Solo qualche giorno fa, in un inciso del suo solito, lungo editoriale quotidiano di stampo giustizialista Marco Travaglio si meravigliava di come e perché Silvio Berlusconi, condannato in via definitiva per frode fiscale e perciò decaduto da senatore nel 2013, fosse “ancora a piede libero”, e per giunta impegnato a far vincere la sua parte politica nelle elezioni politiche dell’anno prossimo. Ecco il perché, caro direttore del Fatto Quotidiano: perché la gente non si fida né dei sospetti e delle accuse delle Procure, né delle sentenze dei tribunali.

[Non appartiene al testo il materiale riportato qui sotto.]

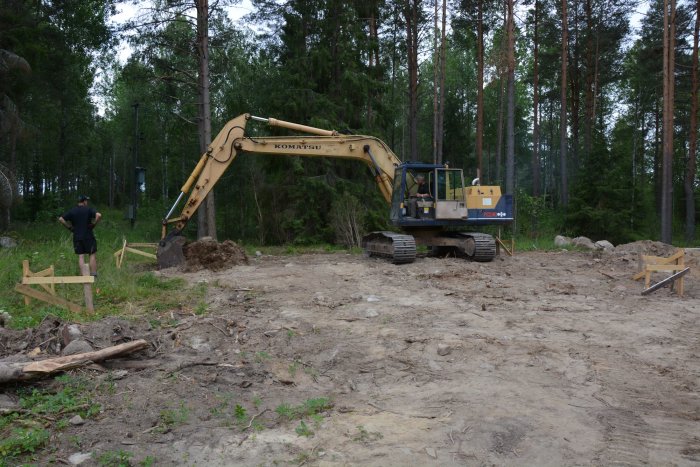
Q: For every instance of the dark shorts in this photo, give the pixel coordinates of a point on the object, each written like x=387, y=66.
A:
x=87, y=246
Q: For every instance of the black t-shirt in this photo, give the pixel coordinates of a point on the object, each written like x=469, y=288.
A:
x=423, y=189
x=80, y=218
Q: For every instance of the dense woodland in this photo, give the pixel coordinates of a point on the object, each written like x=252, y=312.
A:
x=586, y=110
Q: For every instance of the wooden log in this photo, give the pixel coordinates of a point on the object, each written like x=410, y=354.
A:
x=22, y=371
x=658, y=285
x=139, y=252
x=58, y=280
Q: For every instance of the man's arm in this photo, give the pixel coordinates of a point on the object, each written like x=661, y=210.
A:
x=65, y=223
x=94, y=222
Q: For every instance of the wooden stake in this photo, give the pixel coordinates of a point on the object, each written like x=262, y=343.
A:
x=87, y=288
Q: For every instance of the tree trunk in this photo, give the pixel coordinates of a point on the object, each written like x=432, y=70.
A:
x=690, y=170
x=667, y=159
x=443, y=71
x=535, y=111
x=510, y=128
x=563, y=118
x=436, y=67
x=411, y=16
x=207, y=212
x=588, y=92
x=479, y=87
x=501, y=123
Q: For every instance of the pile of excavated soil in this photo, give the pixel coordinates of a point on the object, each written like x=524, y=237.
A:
x=647, y=247
x=212, y=255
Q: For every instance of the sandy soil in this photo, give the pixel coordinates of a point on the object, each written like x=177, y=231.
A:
x=538, y=359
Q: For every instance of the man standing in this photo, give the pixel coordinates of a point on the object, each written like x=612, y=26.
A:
x=81, y=220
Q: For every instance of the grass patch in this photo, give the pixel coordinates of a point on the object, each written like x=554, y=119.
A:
x=26, y=431
x=171, y=418
x=133, y=290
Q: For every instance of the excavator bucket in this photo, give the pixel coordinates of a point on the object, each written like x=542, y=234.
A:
x=170, y=252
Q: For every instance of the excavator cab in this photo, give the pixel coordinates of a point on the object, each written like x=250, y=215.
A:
x=446, y=201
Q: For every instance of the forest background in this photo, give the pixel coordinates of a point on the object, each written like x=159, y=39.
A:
x=589, y=121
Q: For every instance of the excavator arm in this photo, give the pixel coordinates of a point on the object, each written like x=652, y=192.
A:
x=232, y=141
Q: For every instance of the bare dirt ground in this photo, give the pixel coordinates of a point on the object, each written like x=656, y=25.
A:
x=537, y=359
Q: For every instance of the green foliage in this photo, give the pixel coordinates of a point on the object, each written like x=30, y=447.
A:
x=22, y=441
x=118, y=458
x=72, y=396
x=170, y=418
x=303, y=430
x=363, y=436
x=67, y=397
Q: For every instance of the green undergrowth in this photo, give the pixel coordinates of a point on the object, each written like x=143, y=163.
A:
x=26, y=430
x=131, y=291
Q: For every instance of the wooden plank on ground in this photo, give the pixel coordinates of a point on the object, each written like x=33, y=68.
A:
x=48, y=298
x=142, y=253
x=22, y=371
x=666, y=281
x=663, y=267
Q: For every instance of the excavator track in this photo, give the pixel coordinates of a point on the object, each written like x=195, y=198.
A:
x=481, y=246
x=400, y=248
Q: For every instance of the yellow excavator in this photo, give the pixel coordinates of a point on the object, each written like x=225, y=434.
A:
x=428, y=202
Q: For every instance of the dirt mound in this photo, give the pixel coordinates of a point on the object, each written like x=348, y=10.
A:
x=647, y=247
x=212, y=255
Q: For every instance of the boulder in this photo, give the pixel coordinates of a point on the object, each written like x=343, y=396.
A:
x=604, y=245
x=583, y=242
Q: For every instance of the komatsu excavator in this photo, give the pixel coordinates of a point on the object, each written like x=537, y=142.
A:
x=431, y=218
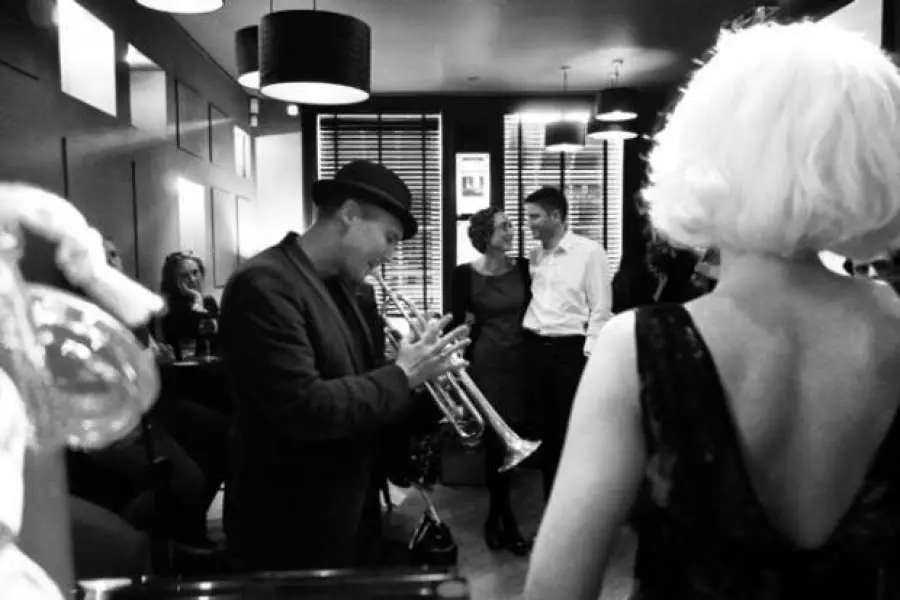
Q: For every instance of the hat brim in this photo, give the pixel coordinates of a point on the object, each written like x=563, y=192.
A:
x=325, y=189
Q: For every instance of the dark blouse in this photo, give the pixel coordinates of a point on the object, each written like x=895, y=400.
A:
x=461, y=297
x=703, y=534
x=182, y=323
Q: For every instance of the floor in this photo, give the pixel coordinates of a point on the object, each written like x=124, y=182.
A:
x=492, y=575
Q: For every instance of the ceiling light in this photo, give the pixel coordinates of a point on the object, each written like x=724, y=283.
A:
x=564, y=136
x=315, y=57
x=183, y=7
x=616, y=103
x=246, y=53
x=606, y=130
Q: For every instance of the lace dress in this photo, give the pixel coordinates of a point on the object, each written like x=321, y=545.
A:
x=703, y=533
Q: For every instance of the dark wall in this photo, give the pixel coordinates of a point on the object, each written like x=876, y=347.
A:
x=121, y=177
x=470, y=124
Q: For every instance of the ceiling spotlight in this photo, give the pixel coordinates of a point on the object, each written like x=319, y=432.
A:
x=183, y=7
x=616, y=103
x=564, y=134
x=607, y=130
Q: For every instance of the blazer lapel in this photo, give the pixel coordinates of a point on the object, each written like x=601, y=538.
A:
x=298, y=258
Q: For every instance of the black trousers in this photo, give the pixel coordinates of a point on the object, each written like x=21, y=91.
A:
x=553, y=367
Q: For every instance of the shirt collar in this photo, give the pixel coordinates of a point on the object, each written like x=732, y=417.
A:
x=564, y=244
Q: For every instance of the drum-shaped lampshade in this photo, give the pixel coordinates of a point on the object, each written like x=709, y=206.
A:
x=184, y=7
x=616, y=104
x=246, y=55
x=315, y=57
x=607, y=130
x=564, y=136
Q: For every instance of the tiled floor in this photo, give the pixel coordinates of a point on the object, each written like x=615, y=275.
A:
x=492, y=575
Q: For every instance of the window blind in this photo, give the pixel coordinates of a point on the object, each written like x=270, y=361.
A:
x=409, y=145
x=590, y=178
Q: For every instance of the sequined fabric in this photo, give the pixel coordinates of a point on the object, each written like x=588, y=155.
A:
x=703, y=534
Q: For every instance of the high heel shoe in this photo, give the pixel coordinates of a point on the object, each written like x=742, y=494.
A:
x=493, y=534
x=512, y=540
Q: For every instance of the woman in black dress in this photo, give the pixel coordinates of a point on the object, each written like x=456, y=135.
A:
x=491, y=293
x=756, y=428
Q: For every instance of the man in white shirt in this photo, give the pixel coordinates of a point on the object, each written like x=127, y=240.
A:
x=571, y=300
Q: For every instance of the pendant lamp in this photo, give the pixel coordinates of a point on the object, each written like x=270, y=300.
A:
x=315, y=57
x=183, y=7
x=607, y=130
x=616, y=103
x=246, y=53
x=564, y=135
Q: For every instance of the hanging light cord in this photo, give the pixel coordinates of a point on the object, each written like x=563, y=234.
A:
x=614, y=78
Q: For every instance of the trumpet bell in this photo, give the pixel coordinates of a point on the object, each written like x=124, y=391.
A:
x=517, y=451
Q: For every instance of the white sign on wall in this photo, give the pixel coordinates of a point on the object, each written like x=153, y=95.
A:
x=473, y=182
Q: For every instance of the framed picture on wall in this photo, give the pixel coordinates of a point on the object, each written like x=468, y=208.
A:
x=473, y=182
x=225, y=236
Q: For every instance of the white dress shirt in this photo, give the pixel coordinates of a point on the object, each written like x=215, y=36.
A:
x=571, y=290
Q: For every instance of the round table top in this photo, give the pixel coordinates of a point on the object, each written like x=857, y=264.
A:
x=195, y=361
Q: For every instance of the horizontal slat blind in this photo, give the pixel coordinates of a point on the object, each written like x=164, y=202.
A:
x=409, y=145
x=594, y=212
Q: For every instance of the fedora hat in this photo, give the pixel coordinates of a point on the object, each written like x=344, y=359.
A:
x=370, y=182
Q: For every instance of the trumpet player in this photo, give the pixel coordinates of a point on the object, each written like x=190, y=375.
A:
x=303, y=488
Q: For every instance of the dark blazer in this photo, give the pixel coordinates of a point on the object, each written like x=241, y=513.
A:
x=461, y=297
x=303, y=490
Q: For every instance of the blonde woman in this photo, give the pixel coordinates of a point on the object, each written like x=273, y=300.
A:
x=755, y=427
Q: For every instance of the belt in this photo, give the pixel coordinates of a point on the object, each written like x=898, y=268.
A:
x=553, y=340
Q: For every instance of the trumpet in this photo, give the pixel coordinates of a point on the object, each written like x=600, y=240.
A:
x=456, y=395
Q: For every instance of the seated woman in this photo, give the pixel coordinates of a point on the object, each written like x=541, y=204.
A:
x=756, y=427
x=191, y=315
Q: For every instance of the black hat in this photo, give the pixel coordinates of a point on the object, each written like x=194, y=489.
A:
x=373, y=183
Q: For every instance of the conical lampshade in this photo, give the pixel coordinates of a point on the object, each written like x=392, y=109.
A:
x=315, y=57
x=606, y=130
x=616, y=104
x=246, y=54
x=184, y=7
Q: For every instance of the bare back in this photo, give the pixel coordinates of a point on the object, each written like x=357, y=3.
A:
x=810, y=376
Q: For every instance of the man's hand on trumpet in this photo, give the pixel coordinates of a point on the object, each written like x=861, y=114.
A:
x=429, y=354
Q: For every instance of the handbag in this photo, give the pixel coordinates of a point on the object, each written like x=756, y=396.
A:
x=432, y=543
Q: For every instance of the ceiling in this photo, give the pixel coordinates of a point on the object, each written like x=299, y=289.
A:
x=503, y=46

Quasi preveggenti, i genitori del deputato regionale siciliano De Luca, da non confondere con l’omonimo governatore della Campania, pure lui di casa comunque nelle Procure della sua regione, chiamarono 45 anni fa all’anagrafe il loro figliolo Cateno, che è la variante maschile di Catena: nome diffuso in Sicilia per devozione a Maria Santissima della Catena, appunto, protettrice degli schiavi e dei prigionieri. Con la quale sembrano destinati a fare i conti per fortuna anche i magistrati facili ai processi e alle manette.